Ultérieurement, tu peux te lancer dans ce que l'on pourrait appeler l'Illusion
du Conflit généreux. Ce jeu se joue à trois ou plus, de préférence dans une
famille dont les enfants sont adultes. On fait une proposition sans grande
importance, aller prendre le thé dans le jardin par exemple. Quelqu'un fait
comprendre aux autres qu'il préférerait rester à l'intérieur (mais en
termes plus brefs) mais que bien sûr, il est prêt à aller au jardin par
désintéressement. Les autres retirent immédiatement la proposition qu'ils
avaient faite, apparemment par désintéressement, mais en réalité pour ne pas
être utilisés comme des novices à qui l'autre pourrait donner ses leçons
d'altruisme mesquin. Mais ce dernier ne veut pas que les autres soient plus
désintéressés
que lui. Il insiste pour faire ce que les autres veulent. Ils insistent pour
faire ce dont lui a envie. Certains commence à être exaspérés. Quelqu'un dit
alors : " Eh bien! puisque c'est comme cela je ne prendrai pas le thé ". S'en
suivent querelles, rancunes et amertume.(...)
Entretiens ce désintéressement hypocrite et surtout que ces jeunes idiots ne se
rendent compte de rien. S'ils en prennent conscience, ils ne seront pas loin de
découvrir que l' " amour " ne suffit pas, que la charité est nécessaire, qu'ils
ne l'ont pas encore acquise, et qu'aucune règle de conduite ne saurait la
remplacer.
En guise de conclusion, nous vous proposons quelques réflexions de C.S. Lewis sur les Screwtape Letters 2 ... et sur le Démon :
On me demande très souvent si je crois vraiment au Démon. Si par " Démon " on
entend une force contraire à Dieu, et qui comme Dieu existe par elle-même de
toute éternité, ma réponse est non. Il n'y a d'autre être incréé que Dieu. Le
contraire de Dieu n'existe pas. Aucun être ne pourrait atteindre ce " Mal
parfait " qui serait le contraire de la bonté parfaite de Dieu, si vous
supprimez tout ce qui est bon, il ne reste que du néant.

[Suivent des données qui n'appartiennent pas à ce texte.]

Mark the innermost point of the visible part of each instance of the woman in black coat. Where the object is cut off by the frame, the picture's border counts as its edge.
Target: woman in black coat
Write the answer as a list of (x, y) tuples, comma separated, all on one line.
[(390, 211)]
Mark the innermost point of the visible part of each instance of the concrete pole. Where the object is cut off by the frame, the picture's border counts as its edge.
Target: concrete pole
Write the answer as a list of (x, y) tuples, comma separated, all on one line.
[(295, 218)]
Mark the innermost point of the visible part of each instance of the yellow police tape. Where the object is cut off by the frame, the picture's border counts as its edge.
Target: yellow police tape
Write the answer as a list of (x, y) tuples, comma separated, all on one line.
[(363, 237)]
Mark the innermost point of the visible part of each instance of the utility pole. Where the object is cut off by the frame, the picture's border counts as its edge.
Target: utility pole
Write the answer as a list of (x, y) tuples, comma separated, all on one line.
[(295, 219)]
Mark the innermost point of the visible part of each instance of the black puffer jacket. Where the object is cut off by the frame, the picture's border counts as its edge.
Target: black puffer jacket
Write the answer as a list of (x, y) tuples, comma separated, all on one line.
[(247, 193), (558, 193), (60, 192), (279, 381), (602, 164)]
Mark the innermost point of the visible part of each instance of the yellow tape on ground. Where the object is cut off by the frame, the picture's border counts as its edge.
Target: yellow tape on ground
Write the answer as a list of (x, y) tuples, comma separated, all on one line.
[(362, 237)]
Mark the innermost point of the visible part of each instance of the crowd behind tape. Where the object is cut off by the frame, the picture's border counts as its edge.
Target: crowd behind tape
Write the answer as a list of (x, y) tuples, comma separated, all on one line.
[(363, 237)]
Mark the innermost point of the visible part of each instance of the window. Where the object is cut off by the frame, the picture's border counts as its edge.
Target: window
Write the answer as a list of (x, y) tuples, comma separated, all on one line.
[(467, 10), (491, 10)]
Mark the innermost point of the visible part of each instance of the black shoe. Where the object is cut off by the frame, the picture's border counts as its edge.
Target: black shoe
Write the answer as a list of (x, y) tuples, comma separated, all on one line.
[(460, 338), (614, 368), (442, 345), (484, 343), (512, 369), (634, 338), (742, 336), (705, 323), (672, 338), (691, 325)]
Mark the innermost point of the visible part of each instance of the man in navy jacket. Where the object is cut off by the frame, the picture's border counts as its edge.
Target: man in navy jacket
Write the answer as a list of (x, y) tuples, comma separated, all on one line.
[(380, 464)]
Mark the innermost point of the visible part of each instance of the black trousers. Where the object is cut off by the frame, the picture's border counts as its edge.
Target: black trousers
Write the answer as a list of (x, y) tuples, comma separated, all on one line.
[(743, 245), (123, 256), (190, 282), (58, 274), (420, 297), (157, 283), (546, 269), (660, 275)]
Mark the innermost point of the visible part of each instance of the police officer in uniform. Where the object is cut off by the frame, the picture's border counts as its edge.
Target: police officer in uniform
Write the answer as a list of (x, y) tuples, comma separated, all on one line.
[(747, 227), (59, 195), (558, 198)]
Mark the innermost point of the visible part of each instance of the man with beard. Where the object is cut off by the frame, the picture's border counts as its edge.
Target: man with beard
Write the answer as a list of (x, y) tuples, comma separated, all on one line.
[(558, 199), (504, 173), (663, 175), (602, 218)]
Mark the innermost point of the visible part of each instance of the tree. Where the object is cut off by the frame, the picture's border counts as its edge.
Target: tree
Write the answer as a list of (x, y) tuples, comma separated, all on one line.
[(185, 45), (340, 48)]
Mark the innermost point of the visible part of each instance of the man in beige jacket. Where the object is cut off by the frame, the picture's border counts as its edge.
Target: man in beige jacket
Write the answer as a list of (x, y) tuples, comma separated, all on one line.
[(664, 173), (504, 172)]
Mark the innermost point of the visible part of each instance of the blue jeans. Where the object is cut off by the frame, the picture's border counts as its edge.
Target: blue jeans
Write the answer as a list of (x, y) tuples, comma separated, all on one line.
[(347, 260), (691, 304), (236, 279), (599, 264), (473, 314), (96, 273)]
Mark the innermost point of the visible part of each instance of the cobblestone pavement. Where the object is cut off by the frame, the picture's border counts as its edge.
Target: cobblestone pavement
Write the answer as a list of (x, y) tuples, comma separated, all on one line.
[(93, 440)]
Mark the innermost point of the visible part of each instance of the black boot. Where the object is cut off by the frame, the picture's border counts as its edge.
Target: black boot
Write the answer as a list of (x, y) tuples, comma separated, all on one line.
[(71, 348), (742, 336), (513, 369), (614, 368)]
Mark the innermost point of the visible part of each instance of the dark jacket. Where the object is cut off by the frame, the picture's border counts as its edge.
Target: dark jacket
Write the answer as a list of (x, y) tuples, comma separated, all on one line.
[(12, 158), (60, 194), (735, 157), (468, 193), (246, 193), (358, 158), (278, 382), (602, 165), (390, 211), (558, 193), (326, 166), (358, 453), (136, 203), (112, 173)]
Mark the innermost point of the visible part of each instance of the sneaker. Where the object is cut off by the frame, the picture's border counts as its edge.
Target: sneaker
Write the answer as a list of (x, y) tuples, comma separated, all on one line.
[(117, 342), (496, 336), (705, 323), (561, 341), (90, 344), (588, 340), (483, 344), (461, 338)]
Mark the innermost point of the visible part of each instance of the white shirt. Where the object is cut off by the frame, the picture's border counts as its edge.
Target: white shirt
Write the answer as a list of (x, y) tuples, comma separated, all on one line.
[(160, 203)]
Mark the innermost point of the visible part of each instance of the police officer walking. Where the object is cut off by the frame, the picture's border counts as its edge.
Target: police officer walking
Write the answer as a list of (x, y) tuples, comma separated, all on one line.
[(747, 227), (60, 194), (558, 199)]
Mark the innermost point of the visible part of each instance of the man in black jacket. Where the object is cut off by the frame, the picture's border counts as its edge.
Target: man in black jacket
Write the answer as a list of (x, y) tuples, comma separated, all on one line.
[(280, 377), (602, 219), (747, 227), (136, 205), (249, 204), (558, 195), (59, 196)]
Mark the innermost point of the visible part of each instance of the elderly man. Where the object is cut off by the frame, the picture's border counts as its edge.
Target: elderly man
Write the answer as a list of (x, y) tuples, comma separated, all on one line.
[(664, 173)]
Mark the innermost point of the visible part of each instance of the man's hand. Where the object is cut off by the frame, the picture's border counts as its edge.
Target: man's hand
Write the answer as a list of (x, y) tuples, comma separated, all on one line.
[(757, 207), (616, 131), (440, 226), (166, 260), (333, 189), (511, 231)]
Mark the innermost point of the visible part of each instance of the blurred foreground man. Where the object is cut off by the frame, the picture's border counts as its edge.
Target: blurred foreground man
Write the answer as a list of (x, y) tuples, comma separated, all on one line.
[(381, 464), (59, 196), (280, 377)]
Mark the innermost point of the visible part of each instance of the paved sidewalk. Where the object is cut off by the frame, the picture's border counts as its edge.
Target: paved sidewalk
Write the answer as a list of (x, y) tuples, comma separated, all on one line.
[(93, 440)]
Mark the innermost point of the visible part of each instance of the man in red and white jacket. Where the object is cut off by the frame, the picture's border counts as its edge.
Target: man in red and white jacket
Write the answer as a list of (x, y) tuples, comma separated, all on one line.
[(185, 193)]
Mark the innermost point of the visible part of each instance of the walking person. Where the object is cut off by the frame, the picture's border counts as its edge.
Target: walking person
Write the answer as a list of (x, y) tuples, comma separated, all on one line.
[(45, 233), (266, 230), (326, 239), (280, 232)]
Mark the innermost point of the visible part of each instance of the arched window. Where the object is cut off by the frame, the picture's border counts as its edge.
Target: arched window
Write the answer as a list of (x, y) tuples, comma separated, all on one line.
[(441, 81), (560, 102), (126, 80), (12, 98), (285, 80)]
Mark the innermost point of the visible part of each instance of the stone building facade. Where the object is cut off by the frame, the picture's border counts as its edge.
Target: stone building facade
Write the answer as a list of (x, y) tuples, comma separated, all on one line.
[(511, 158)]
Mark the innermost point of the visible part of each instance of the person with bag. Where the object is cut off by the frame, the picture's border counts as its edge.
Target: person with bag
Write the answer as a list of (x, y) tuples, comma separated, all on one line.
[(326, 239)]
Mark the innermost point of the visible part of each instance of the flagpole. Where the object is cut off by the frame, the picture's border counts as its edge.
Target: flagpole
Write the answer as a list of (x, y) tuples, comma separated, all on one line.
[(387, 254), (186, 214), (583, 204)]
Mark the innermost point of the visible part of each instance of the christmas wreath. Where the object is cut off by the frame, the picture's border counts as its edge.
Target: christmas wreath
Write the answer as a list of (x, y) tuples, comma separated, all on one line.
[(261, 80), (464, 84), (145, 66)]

Il serait plus juste de me demander si je crois aux démons. Oui, je crois aux
démons. Autrement dit, je crois aux anges, et je crois que certains de ces
anges ont abusé de leur liberté et sont devenus ennemis de Dieu, et par
conséquent nos ennemis. Nous pouvons leur donner le nom de démons. Leur
nature n'est pas différente de celle des bons anges, mais chez eux, cette
nature est corrompue. (...) Satan, le chef ou le dictateur des démons, n'est
pas le contraire de Dieu, mais de Saint Michel. (...)
Mais mon avis personnel sur le démon n'a pas grande importance pour le lecteur
des Screwtape Letters. Ceux qui partagent mon opinion verront dans mes
démons le symbole d'une réalité concrète. Les autres y verront des abstractions
personnifiées, et liront le livre comme une allégorie. Mais peu importe la
manière dont on le lit. Le but de cet ouvrage n'est pas de spéculer sur la vie
des démons, mais de donner un éclairage nouveau sur la vie des hommes.